# Your input on my windows.



## BoBoBoyd (Sep 25, 2008)

I am in the design stage of a 24x30 detached garage. 11'6" ceiling, 7' hip roof on top. 24' side faces street and will have standard door installed 3' inside left corner. 

Now for the windows---
I'm thinking one 3x3 on each of the 24' ends, but they look a little small in the drawing with the high ceiling. The back side will have no windows, and the front will have two 9x8 doors.

What is your input?


----------



## Daryl in Nanoose (Sep 28, 2008)

I would say for looks 4x4 4x5 4x6 would look better and give you a lot more light.


----------



## 'the epoxy floor guy' (Nov 5, 2008)

Unless the windows will interfere with your storage and working space plans, I agree I would draw out the size of window that looks good on your plan then scale them to see what size you end up with.

A couple other thoughts,  Using shutters will make the windows LOOK larger from the outside and sometimes alleviate the 'scale' issue.  
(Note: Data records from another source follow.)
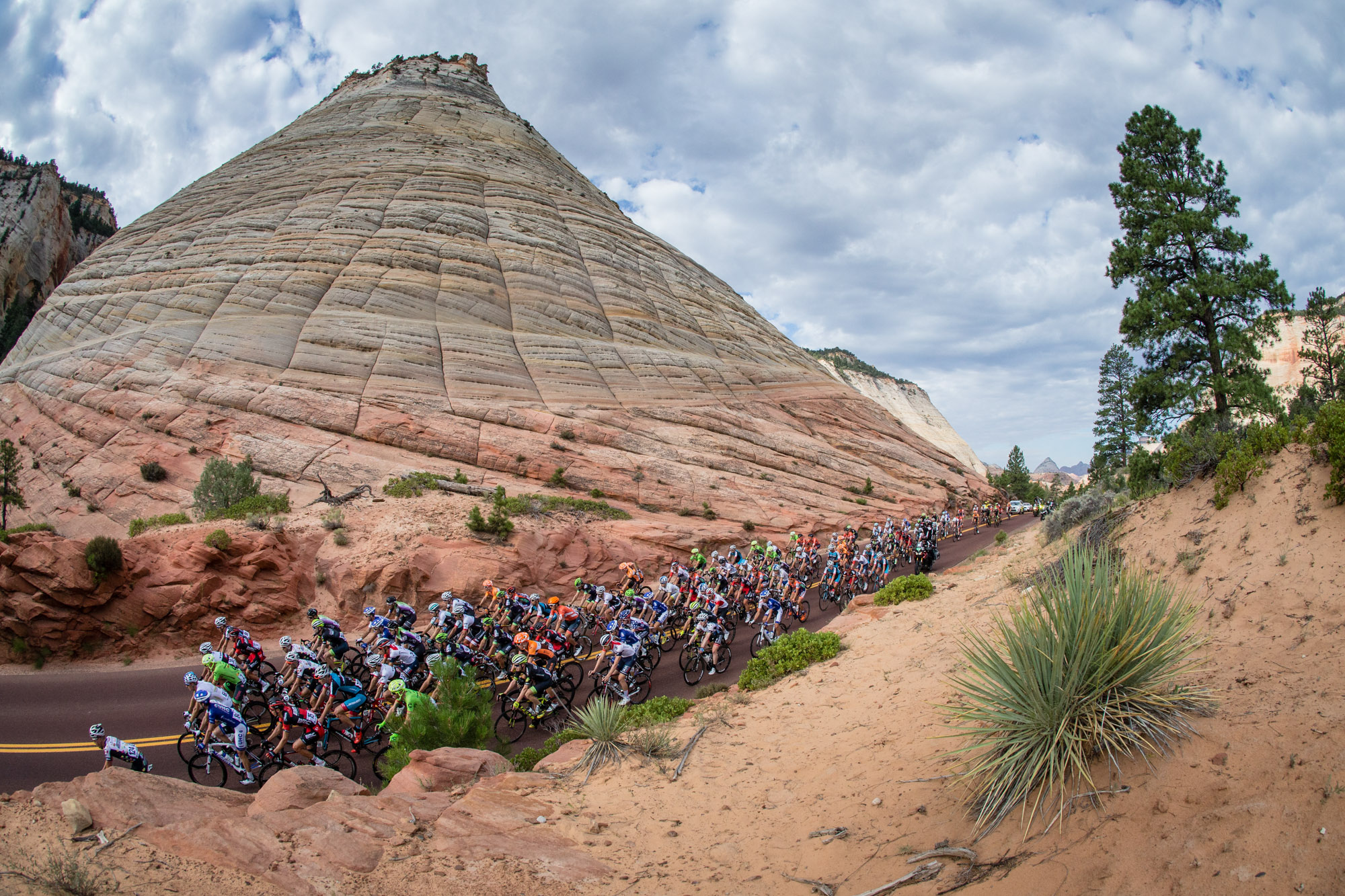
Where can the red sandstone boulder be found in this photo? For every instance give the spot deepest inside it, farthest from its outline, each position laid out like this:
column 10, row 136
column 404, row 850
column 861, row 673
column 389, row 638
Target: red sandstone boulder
column 301, row 787
column 435, row 770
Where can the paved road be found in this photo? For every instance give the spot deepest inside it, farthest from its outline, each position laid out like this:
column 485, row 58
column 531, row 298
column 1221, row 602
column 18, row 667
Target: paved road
column 45, row 717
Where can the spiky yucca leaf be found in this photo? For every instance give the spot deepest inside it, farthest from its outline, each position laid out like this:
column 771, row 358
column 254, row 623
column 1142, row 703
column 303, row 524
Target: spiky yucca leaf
column 1087, row 666
column 602, row 721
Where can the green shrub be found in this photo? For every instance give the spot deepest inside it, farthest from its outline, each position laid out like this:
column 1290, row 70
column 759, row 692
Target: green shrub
column 251, row 506
column 905, row 588
column 498, row 522
column 141, row 526
column 6, row 533
column 792, row 653
column 461, row 719
column 1089, row 666
column 1247, row 459
column 223, row 486
column 1330, row 432
column 536, row 505
column 656, row 710
column 414, row 485
column 103, row 556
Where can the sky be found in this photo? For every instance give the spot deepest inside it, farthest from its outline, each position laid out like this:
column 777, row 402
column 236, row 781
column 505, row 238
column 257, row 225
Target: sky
column 922, row 184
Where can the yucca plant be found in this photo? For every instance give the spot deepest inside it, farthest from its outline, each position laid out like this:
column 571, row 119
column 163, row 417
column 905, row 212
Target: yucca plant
column 602, row 721
column 1087, row 666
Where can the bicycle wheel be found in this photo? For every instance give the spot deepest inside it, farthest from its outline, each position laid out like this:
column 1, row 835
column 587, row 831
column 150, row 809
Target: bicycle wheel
column 188, row 745
column 341, row 760
column 696, row 671
column 512, row 724
column 208, row 770
column 759, row 643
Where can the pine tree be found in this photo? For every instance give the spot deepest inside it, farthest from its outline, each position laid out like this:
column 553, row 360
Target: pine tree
column 1116, row 424
column 10, row 493
column 1323, row 349
column 1199, row 309
column 1016, row 479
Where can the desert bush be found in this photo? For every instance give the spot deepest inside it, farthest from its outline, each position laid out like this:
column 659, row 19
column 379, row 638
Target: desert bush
column 143, row 525
column 602, row 721
column 905, row 588
column 1078, row 510
column 657, row 710
column 103, row 556
column 1247, row 459
column 251, row 505
column 414, row 485
column 1087, row 666
column 1330, row 432
column 462, row 717
column 792, row 653
column 498, row 522
column 223, row 486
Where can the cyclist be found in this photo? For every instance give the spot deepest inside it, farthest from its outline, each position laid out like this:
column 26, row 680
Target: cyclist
column 114, row 748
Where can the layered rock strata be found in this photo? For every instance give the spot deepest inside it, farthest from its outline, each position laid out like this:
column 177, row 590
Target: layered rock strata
column 48, row 227
column 411, row 276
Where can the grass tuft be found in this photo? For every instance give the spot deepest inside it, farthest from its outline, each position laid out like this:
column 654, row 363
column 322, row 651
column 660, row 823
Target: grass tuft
column 1089, row 665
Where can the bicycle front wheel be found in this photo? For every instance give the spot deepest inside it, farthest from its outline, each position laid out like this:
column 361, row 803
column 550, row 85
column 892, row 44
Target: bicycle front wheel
column 208, row 770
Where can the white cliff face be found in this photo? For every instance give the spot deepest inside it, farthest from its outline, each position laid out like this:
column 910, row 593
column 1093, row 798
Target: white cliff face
column 911, row 405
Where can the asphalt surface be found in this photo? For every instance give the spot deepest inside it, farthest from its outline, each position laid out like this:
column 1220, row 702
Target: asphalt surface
column 45, row 717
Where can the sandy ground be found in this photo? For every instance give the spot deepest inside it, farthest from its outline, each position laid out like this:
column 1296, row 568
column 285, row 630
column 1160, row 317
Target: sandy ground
column 1241, row 809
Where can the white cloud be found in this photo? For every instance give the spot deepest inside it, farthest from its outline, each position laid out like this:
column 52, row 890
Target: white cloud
column 922, row 184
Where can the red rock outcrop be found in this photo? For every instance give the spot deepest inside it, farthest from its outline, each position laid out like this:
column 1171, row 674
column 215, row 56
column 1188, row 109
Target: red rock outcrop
column 410, row 276
column 309, row 829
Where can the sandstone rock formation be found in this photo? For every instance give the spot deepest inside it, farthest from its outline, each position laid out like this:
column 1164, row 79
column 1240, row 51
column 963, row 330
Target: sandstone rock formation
column 905, row 400
column 48, row 227
column 311, row 831
column 410, row 276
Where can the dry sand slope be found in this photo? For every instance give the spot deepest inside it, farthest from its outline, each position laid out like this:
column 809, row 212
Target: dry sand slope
column 1238, row 810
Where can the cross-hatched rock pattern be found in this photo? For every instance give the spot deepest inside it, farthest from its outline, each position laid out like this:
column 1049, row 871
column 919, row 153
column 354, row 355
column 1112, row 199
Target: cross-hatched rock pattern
column 411, row 266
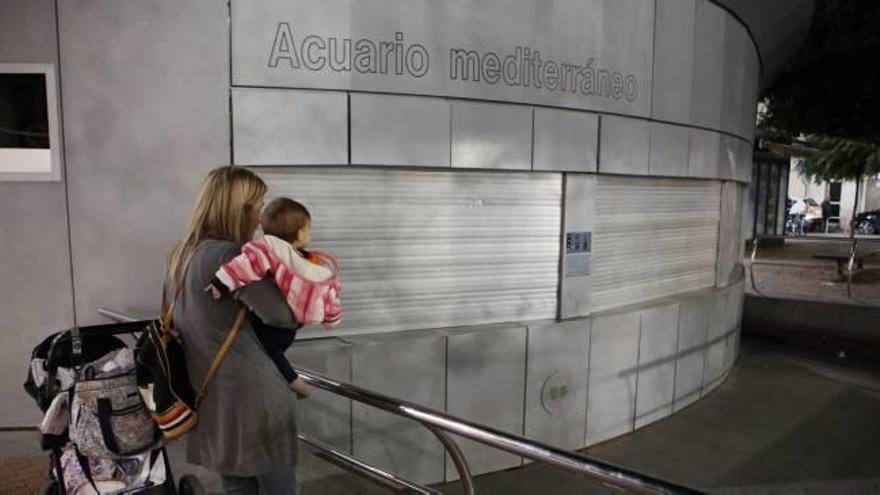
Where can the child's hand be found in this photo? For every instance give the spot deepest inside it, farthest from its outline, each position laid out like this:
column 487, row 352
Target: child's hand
column 214, row 291
column 300, row 388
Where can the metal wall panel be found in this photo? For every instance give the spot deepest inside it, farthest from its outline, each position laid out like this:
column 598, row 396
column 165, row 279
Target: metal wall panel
column 325, row 416
column 727, row 157
column 33, row 232
column 612, row 39
column 289, row 127
column 410, row 367
column 744, row 154
column 653, row 238
column 614, row 348
column 752, row 73
column 657, row 354
column 485, row 374
column 145, row 117
column 423, row 249
column 729, row 239
column 708, row 71
column 565, row 140
column 670, row 150
column 575, row 282
column 489, row 135
column 692, row 328
column 556, row 382
column 735, row 159
column 625, row 145
column 736, row 42
column 673, row 60
column 719, row 315
column 715, row 354
column 400, row 130
column 704, row 154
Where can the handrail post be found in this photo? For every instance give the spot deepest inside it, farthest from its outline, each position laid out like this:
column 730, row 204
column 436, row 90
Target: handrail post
column 464, row 473
column 441, row 423
column 852, row 259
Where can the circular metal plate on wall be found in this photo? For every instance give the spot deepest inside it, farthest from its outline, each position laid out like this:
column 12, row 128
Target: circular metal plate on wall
column 556, row 392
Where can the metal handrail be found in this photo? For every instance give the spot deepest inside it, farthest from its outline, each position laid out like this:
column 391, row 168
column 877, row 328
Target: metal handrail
column 441, row 423
column 755, row 242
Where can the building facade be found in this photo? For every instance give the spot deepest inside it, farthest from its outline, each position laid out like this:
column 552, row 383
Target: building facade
column 538, row 206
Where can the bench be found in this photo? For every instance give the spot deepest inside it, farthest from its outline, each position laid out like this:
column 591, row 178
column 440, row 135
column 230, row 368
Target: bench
column 842, row 258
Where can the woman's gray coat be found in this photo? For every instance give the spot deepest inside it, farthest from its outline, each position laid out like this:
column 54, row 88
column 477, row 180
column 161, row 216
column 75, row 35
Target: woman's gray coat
column 246, row 423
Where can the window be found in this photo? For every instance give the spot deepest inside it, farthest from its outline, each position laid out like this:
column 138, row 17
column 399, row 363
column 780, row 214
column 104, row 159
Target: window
column 29, row 138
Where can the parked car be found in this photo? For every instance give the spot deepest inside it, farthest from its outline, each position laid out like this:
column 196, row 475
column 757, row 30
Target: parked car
column 868, row 222
column 804, row 215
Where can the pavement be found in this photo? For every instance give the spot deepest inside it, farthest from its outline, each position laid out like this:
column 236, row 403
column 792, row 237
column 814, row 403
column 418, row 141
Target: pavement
column 785, row 421
column 790, row 271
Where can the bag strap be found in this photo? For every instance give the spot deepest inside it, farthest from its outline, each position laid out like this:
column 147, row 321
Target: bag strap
column 221, row 354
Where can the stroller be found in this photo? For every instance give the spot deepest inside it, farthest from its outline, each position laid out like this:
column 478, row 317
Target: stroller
column 56, row 365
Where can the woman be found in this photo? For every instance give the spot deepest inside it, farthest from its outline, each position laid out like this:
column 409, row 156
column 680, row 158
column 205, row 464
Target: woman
column 247, row 429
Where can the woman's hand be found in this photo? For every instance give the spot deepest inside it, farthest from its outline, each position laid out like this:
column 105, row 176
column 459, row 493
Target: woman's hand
column 300, row 388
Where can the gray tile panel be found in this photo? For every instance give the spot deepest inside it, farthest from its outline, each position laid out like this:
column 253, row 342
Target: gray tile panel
column 485, row 383
column 411, row 367
column 565, row 140
column 323, row 415
column 670, row 150
column 625, row 145
column 575, row 283
column 708, row 68
column 705, row 151
column 289, row 127
column 657, row 354
column 490, row 135
column 400, row 130
column 556, row 383
column 33, row 232
column 673, row 60
column 611, row 398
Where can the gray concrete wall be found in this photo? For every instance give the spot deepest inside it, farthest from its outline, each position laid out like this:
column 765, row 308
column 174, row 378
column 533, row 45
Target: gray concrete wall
column 36, row 297
column 147, row 89
column 146, row 115
column 569, row 384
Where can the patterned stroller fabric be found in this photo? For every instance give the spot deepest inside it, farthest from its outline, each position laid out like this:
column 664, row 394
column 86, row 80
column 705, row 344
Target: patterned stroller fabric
column 91, row 398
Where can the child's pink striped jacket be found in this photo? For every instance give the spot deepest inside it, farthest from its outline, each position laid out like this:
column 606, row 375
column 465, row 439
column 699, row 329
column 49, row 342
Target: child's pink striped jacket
column 311, row 288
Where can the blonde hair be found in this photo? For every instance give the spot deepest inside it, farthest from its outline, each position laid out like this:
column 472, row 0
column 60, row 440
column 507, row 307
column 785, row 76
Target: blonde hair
column 224, row 210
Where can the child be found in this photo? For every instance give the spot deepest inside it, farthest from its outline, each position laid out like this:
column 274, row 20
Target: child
column 309, row 281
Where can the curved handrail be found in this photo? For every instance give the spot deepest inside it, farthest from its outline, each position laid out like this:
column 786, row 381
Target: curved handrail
column 441, row 423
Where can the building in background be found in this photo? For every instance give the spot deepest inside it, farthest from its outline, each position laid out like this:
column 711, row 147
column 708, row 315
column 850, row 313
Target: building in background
column 525, row 198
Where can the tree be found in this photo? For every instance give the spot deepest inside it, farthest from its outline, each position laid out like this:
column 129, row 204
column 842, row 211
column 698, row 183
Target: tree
column 842, row 159
column 829, row 88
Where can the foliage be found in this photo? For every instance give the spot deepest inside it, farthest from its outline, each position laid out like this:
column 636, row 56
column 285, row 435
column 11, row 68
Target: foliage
column 841, row 159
Also if window cost is an issue you can save a lot of money by looking at the type of window you purchase.  If you ONLY want the window for light and aesthetics, purchase 'picture' style windows.  They are usually 40% LESS than any other window styles that open.

NEXT least expensive is usually a Sliding window.  These will open on one half and mimic a more expensive casement (or crank out) style window.

Hope this helps.


----------



## Steevo (Sep 21, 2009)

I am building a 24x40, same ceiling height as you, and wanted to have enough light and ventilation, but not lose all of my walls to windows.  I decided on tall narrow ones, so I'd have plenty of walls left for cabinets and shelves.


----------



## 4wheelsonline (Dec 21, 2009)

daryl said:


> I would say for looks 4x4 4x5 4x6 would look better and give you a lot more light.



I definitely agree buddy. It depends on what windows you want.


----------



## can-am-dan (Dec 26, 2009)

hey steevo that was a great idea....it's going to look great also....nice


----------



## imported_frozenstar (Feb 1, 2010)

Those pictures of your window Steevo looks great!  And yes, more room for wall cabinets and shelves!  Very nice work!


----------